In my early years as member of Parliament, whenever I visited my constituency, particularly villages with women sarpanches, I would meet and talk to them. The women would invariably point towards men, saying, “There is the sarpanch.”
I would ask again, pointing out that the village had a woman sarpanch. The woman would reply that the man was her husband; that she was, in fact, a stand-in for him.
I am happy that I now find real women sarpanches in the villages of my constituency, Bathinda. This is because of the increased awareness and active participation of women.
The Shiromani Akali Dal may be a conservative party. But, when I first became MP in 2009, there were two of us as first-time women MPs from my party. It took me a while to learn how to take up issues in the Lok Sabha. One thing I knew and was confident about was that I would raise issues pertaining to women, farmers and the poor and matters related to injustices to the Sikh community. I eventually did raise them.
As a member of Parliament, I get loads of papers and books. There are debates on a wide range of issues. You have to stay connected to your people, constituency and state all the time. And you have to learn the various tools and devices available in Parliament for raising issues of utmost and immediate importance. To become a parliamentarian who matters, one has to labour really hard, work on various issues and prepare well for the next day.
Parliament is largely a gender-neutral place. Many women MPs have made their mark in this man’s world. The current Lok Sabha has more women MPs than the previous one. A woman MP, in general, instils confidence in women. Women MPs across the political divide work together to raise issues like discrimination and crimes against women.
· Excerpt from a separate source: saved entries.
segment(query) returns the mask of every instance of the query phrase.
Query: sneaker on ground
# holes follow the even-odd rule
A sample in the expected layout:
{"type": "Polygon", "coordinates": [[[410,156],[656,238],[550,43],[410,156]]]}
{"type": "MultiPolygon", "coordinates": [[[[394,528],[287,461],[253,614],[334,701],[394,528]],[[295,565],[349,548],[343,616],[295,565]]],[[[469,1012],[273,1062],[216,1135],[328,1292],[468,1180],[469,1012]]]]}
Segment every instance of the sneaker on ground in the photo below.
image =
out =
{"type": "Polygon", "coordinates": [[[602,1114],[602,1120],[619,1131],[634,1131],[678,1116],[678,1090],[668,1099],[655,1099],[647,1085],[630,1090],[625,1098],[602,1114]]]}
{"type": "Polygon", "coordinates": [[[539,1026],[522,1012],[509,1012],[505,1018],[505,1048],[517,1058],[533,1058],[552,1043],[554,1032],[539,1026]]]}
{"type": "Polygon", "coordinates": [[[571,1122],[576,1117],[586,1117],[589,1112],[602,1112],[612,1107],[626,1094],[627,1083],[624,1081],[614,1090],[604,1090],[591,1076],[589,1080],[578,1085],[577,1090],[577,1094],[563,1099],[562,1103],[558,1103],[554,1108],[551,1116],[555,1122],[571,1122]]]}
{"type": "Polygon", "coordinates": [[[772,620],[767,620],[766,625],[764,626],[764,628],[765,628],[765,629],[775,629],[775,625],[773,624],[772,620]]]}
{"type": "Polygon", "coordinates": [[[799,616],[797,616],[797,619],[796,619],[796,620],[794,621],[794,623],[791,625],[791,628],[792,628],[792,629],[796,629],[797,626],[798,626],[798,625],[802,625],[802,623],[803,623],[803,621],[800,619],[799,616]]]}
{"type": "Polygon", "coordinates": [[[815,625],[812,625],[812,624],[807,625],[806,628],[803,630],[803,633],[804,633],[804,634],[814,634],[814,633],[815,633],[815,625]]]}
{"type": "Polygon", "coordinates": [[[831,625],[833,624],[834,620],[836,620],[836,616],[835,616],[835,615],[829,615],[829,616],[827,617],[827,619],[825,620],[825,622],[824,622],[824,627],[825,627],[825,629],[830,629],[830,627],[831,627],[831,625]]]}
With each Lok Sabha, the number of women MPs has been rising. That is a good sign for democracy. With more women in Parliament, we tend to discuss more women-centric issues, raise matters pertaining to equality, and are able to reduce crimes against women.
I have been a strong advocate of the women’s reservation bill, which proposes to give women 33 per cent seats in the Lok Sabha. The National Democratic Alliance is committed to bringing the bill in the present Lok Sabha. I am sure that, under the leadership of Prime Minister Narendra Modiji, women will get half the sky.
As a woman MP who is into her third term now, my tip to the many young women colleagues in the Lok Sabha is this: Remain a true representative of the constituency that elected you. For that, stay connected to your people and your state. Work hard to be the voice of the women there, and of the poor and the downtrodden. That is the key.
Badal is Union minister and MP from Bathinda, Punjab.